If this does not happen we face the vista, as Taoiseach Enda Kenny pointed out, of the vast bulk of the State spending coming back on the balance sheet for EU purposes, leaving an €850 million hole in the budget figures for next year.

The second part of the relief offered will be via extended tax credits and household benefit packages. For a family on PAYE this means they will still pay the charge in 2015 to Irish Water – meaning the money comes into its coffers – but they can claim money back the following year. How this works may change, but for it all to work the money still has to be paid into Irish Water. This is why just cutting the bills further will not work.

In the rush to fix this, you could also ask what is happening to the original objectives.

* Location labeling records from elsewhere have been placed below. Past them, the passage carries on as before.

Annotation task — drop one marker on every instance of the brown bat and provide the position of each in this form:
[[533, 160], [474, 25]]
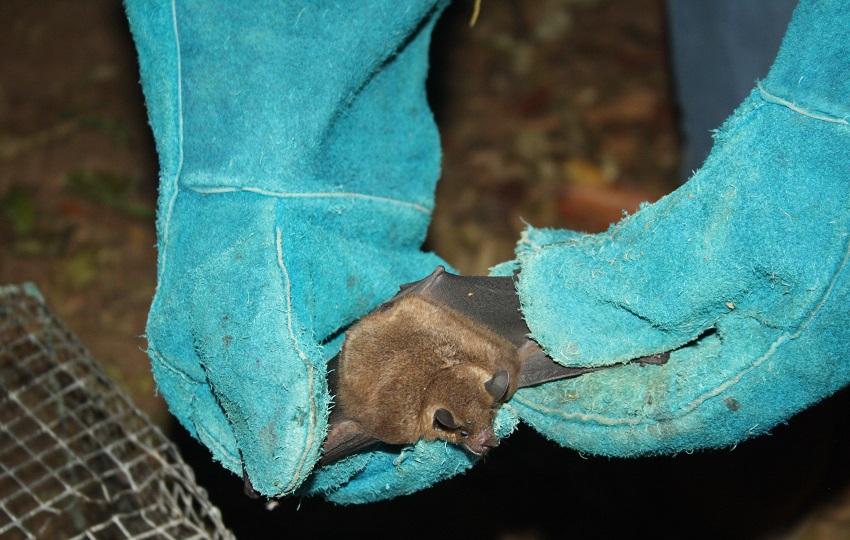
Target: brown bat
[[435, 362]]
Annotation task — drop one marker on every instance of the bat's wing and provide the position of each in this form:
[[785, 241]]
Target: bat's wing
[[490, 301]]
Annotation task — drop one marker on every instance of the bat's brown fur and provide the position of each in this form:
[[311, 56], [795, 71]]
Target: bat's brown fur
[[399, 365]]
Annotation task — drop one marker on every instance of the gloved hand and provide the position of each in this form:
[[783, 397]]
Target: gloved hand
[[298, 161], [742, 273]]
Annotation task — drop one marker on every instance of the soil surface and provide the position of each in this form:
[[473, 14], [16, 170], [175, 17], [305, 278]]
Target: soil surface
[[558, 113]]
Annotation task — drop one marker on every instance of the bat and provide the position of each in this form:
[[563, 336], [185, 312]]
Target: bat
[[435, 362]]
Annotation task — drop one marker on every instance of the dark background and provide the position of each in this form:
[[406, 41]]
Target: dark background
[[559, 112]]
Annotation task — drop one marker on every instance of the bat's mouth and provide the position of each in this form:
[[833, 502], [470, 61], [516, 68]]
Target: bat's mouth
[[483, 449]]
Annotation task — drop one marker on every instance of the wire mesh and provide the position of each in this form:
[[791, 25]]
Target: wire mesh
[[77, 458]]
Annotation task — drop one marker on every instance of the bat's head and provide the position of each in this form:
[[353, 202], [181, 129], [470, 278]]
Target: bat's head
[[465, 415]]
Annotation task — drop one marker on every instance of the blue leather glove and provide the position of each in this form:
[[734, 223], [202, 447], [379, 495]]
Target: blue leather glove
[[298, 162], [742, 272]]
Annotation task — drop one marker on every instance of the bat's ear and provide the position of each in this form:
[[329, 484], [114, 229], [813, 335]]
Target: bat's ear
[[497, 387], [444, 419]]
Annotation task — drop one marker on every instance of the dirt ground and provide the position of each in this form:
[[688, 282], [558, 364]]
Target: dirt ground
[[556, 112]]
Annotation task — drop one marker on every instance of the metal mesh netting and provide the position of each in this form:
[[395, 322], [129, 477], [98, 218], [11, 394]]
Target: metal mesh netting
[[77, 458]]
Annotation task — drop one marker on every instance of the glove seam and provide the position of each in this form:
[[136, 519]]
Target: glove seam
[[776, 100], [308, 444], [215, 190], [699, 400]]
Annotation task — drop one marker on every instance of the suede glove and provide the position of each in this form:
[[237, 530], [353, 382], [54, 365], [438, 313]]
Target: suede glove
[[298, 162], [742, 273]]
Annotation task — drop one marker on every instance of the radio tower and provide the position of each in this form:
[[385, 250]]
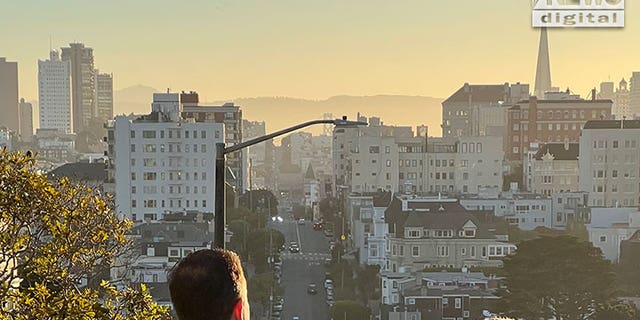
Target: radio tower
[[327, 129]]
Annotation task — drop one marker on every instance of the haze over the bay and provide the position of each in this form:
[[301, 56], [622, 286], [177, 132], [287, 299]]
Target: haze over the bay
[[314, 50]]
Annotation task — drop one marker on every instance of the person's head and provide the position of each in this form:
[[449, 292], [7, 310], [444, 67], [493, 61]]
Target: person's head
[[209, 285]]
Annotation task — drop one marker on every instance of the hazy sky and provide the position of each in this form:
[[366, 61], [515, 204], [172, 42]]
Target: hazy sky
[[313, 48]]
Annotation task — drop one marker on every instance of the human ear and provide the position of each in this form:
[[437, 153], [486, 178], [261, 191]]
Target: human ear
[[237, 311]]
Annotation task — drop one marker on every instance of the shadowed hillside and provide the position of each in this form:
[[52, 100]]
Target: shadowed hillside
[[282, 112]]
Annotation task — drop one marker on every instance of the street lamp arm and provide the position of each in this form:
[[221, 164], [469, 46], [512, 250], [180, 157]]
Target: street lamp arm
[[221, 151], [337, 122]]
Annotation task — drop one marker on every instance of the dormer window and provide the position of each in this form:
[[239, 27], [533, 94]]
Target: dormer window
[[414, 233], [443, 233]]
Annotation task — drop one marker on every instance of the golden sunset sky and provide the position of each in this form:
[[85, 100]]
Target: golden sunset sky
[[314, 49]]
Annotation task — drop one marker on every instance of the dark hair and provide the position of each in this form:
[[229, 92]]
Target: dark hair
[[207, 284]]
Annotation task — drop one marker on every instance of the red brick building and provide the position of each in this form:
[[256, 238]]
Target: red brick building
[[559, 120]]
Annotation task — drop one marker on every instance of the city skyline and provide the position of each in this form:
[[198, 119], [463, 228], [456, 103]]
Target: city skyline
[[317, 50]]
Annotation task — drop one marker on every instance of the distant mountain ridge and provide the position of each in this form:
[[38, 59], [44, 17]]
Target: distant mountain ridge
[[282, 112]]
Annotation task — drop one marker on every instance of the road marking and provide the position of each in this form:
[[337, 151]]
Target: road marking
[[299, 242]]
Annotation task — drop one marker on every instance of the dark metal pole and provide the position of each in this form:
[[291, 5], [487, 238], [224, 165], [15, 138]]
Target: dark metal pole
[[221, 150], [220, 198]]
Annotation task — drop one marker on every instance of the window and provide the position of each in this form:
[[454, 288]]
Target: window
[[149, 162], [443, 251], [149, 176], [149, 148]]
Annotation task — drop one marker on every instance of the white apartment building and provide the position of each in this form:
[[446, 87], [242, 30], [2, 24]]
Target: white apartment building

One was to raise cash for investment in water, without burdening the exchequer. Less will be raised, now, via the charges and the State will have to fund some of it by the back door by granting tax and welfare benefits. The second objective was to get people to save water. But with the fixed charge period possibly being extended, the risk is that the water meters will look like useless little mini voting machines outside everyone’s house.

We do need to invest money in our water infrastructure. This either doesn’t happen or it is paid for via water charges or via general taxation. Now we face the situation where the biggest initial investment is in installing meters that are not going to be used for an extended period. Someone needs to tell us what the new plan is, and quickly.